Знал бы Мотька, муж несостоявшийся, знали бы все они – и мать, и отец, и цыгане… Вот бы им посмотреть, как после первых же минут с Кузьмой, новым мужем, из нее ударил такой фонтан крови, что испачканной оказалась и рубашка, и простыня, и одеяло… Кузьма испугался страшно: ведь для него Данка была вдовой. Ей бы тогда открыться ему, рассказать все как было, объяснить, и видит бог, он бы поверил, ведь так, как Кузьма, ее не любил никто… Но Данке было пятнадцать лет, полгода она прожила одна и за эти полгода замечательно выучилась не доверять никому. Слишком велик был страх нового позора, страх снова оказаться на улице, без своих, без цыган. И Данка, едва придя в себя от неожиданности и боли, заявила на ясном глазу, что кровь на постели – то, что бывает у всех женщин раз в месяц. По лицу Кузьмы было ясно, что он понятия не имеет, о чем говорит новоявленная жена. Но показаться дураком парень не захотел, принял умный вид и даже помог снять и спрятать испорченную простыню. Ведь ему самому шел тогда семнадцатый год. Будь Кузьма постарше и поопытней, будь она сама не так испуганна, измученна и затравленна, – кто знает, может, и вся жизнь ее повернулась бы совсем по-другому.

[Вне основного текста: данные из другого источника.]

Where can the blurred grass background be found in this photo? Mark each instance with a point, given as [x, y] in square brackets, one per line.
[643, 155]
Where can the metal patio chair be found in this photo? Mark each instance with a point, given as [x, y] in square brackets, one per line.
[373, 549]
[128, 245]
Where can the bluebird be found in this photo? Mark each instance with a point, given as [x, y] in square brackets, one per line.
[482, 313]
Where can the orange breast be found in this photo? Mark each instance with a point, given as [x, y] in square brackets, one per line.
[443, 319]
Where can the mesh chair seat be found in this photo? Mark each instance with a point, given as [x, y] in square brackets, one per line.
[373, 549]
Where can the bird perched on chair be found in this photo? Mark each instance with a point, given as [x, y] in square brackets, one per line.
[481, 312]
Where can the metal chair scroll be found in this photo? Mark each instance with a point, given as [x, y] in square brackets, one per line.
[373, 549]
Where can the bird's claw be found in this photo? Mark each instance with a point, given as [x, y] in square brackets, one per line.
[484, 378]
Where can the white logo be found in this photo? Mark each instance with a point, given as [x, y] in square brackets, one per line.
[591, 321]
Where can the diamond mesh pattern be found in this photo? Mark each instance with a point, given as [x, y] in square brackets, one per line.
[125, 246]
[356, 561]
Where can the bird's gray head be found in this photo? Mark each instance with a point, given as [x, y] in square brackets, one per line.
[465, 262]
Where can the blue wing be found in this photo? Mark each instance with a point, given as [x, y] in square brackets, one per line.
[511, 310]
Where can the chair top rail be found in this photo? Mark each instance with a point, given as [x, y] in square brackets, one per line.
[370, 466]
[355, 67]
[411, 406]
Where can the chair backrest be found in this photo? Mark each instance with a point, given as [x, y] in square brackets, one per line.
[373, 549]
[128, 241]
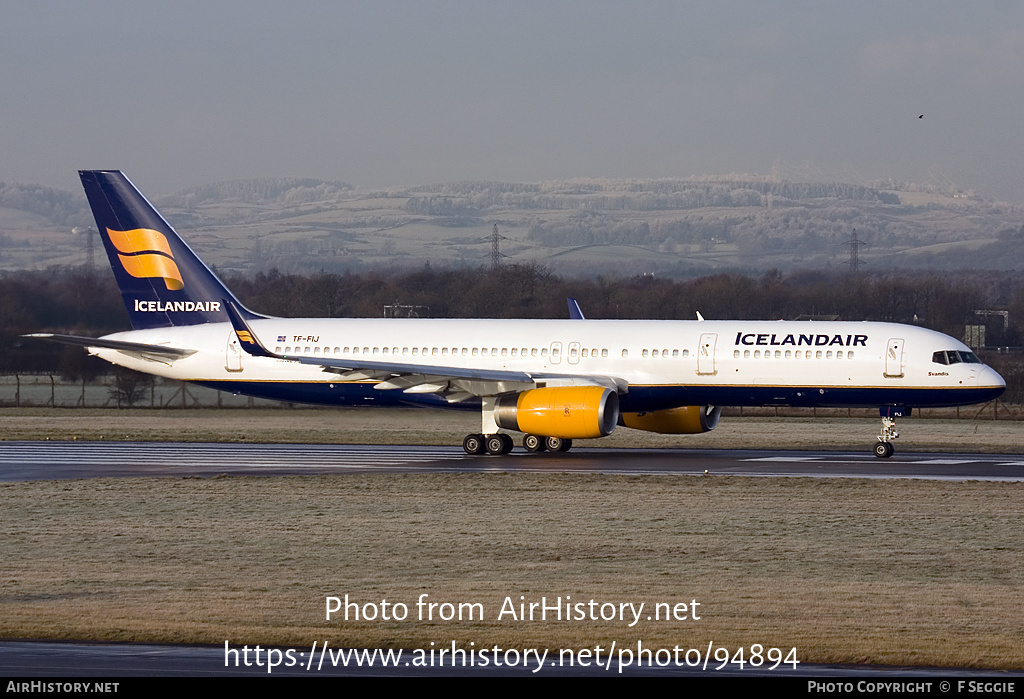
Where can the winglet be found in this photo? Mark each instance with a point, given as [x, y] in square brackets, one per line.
[250, 343]
[574, 312]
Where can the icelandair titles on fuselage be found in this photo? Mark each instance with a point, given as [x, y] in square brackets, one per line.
[176, 306]
[771, 339]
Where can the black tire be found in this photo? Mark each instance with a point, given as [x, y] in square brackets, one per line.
[495, 444]
[532, 443]
[557, 444]
[473, 444]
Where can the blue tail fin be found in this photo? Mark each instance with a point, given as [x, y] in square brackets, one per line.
[162, 280]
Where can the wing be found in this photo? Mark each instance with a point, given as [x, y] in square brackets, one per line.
[456, 384]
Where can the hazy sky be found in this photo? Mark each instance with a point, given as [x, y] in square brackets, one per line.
[378, 93]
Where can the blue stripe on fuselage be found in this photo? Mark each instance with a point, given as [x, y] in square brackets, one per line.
[639, 398]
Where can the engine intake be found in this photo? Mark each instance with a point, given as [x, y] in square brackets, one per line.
[566, 411]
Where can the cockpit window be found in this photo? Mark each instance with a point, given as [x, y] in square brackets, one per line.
[954, 357]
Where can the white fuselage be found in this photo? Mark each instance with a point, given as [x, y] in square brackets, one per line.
[664, 363]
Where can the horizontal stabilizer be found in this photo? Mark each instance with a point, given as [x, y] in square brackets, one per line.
[138, 347]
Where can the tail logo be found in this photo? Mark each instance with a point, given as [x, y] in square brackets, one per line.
[144, 254]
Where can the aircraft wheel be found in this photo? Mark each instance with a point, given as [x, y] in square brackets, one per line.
[473, 444]
[532, 443]
[557, 444]
[495, 444]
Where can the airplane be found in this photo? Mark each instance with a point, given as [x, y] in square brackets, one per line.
[553, 381]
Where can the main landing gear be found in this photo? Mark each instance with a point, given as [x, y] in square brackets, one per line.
[884, 447]
[501, 443]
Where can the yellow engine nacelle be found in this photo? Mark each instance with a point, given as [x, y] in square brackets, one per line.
[566, 411]
[685, 420]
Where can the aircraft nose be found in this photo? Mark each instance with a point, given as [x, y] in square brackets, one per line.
[989, 378]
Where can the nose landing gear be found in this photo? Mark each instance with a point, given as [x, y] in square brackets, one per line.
[884, 447]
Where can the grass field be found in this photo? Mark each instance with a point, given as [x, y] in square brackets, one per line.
[900, 572]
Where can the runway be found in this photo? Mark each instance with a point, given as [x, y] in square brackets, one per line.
[59, 461]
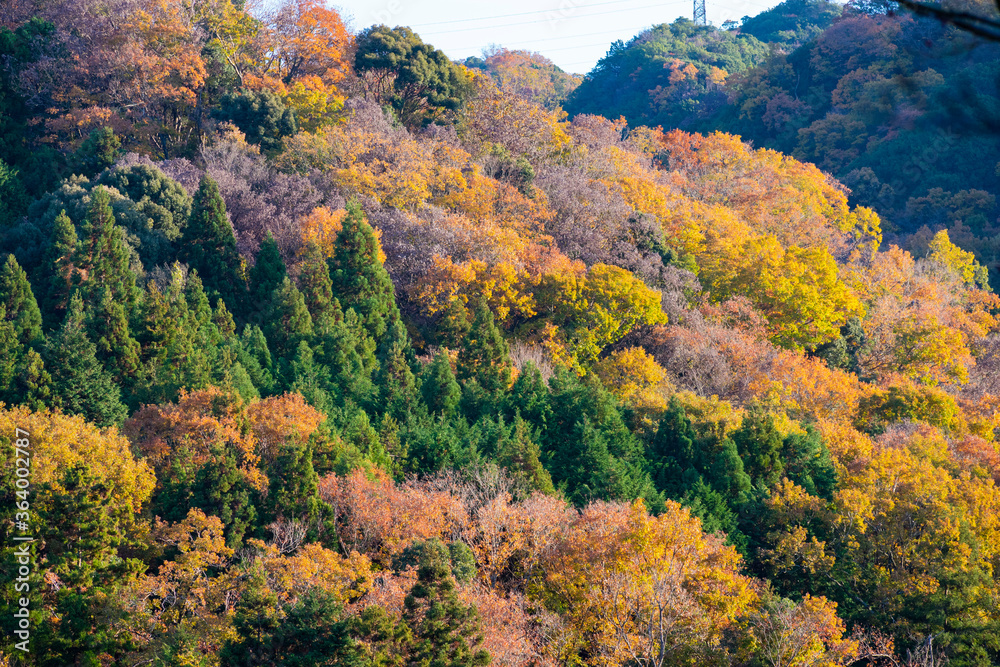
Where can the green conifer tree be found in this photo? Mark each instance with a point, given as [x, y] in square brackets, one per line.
[439, 388]
[19, 302]
[209, 247]
[311, 379]
[529, 398]
[808, 463]
[311, 632]
[55, 275]
[110, 291]
[288, 320]
[11, 352]
[349, 352]
[454, 324]
[360, 281]
[759, 444]
[484, 355]
[673, 451]
[267, 275]
[255, 357]
[727, 475]
[316, 286]
[32, 385]
[81, 384]
[395, 381]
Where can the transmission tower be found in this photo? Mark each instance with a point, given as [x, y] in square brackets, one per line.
[699, 13]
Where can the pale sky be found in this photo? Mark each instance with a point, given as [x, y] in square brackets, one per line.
[574, 34]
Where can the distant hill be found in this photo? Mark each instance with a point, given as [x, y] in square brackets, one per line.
[529, 75]
[792, 23]
[899, 109]
[670, 75]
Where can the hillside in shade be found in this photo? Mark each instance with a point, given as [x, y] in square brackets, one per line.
[319, 348]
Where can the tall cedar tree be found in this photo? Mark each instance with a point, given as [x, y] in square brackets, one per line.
[310, 378]
[360, 281]
[81, 384]
[220, 489]
[440, 391]
[109, 291]
[316, 286]
[11, 352]
[267, 274]
[445, 631]
[209, 246]
[293, 489]
[56, 272]
[759, 444]
[397, 387]
[19, 302]
[672, 451]
[23, 378]
[288, 320]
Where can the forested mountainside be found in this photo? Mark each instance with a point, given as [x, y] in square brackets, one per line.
[318, 348]
[901, 110]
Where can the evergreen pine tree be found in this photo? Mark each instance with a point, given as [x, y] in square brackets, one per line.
[288, 320]
[727, 475]
[349, 352]
[759, 444]
[316, 286]
[19, 302]
[11, 352]
[484, 355]
[267, 275]
[808, 463]
[440, 391]
[395, 381]
[529, 398]
[32, 385]
[110, 290]
[311, 632]
[56, 272]
[255, 357]
[209, 247]
[444, 630]
[359, 279]
[672, 450]
[104, 256]
[256, 621]
[81, 384]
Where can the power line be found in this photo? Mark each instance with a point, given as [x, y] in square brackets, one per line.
[564, 37]
[505, 25]
[536, 41]
[504, 16]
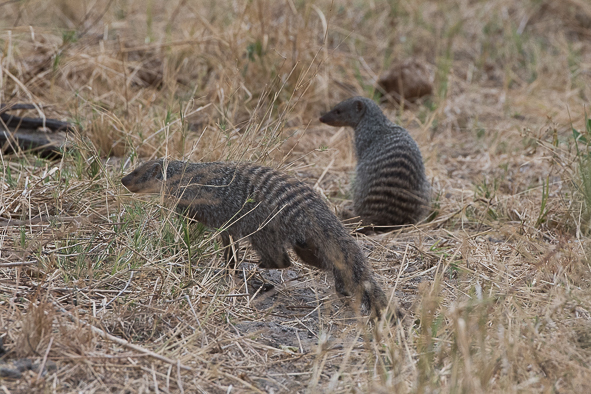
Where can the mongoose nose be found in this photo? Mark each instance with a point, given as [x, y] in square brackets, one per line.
[125, 180]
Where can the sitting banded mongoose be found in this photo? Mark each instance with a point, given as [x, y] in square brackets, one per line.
[390, 186]
[272, 209]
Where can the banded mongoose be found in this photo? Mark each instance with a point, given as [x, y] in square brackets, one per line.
[272, 209]
[390, 186]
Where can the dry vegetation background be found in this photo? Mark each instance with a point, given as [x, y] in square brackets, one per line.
[95, 283]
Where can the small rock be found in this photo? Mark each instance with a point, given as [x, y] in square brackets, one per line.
[409, 79]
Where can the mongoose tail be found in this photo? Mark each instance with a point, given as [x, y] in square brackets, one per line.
[390, 186]
[273, 210]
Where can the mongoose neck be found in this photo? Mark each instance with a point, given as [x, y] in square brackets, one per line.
[370, 130]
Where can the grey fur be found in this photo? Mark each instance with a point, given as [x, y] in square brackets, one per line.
[390, 183]
[272, 209]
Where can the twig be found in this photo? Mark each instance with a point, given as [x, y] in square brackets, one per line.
[42, 366]
[121, 292]
[18, 264]
[123, 342]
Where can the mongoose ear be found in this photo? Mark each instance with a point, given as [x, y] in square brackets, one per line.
[359, 105]
[156, 171]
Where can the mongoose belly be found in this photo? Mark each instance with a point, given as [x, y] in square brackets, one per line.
[275, 211]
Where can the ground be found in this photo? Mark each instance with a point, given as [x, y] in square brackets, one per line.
[105, 291]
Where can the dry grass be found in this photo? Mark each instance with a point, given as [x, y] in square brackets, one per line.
[496, 288]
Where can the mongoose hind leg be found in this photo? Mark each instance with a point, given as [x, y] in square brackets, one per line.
[272, 252]
[228, 253]
[308, 252]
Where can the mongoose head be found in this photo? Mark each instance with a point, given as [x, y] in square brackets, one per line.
[147, 178]
[346, 113]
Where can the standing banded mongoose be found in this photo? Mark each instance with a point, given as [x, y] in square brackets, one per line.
[390, 186]
[272, 209]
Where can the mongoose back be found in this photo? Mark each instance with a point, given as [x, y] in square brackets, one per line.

Но случилось то, что случилось, ничего не вернуть, а значит, и думать об этом нечего. Все-таки семнадцать лет прошло, и единственное, что у нее осталось от прошлого, – время от времени приходящий проклятый сон.
Почему она ушла от Кузьмы? Ведь Федька Соколов из «Яра» был ничем не лучше. Да и не к Федьке она ушла, если подумать, а просто захотела получше заработать. В «Яре», самом известном «цыганском» ресторане Москвы в Петровском парке, доходы были намного больше, а Данка, хорошо помнившая, что такое сидеть без хлеба, была просто помешана на деньгах. Она все время боялась, что останется без копейки, все время искала новых способов заработка и даже, будучи уже примадонной, к смеху всего хора, умудрялась гадать соседкам, складывая в чулок полученные гроши. Разумеется, что, как только подвернулся этот Федька и Данка узнала, что он из «яровских», – она не думала ни минуты. Связала узел и ушла за этим парнем, с которым и поговорить-то толком не успела. Сказал, что любит, – и слава богу.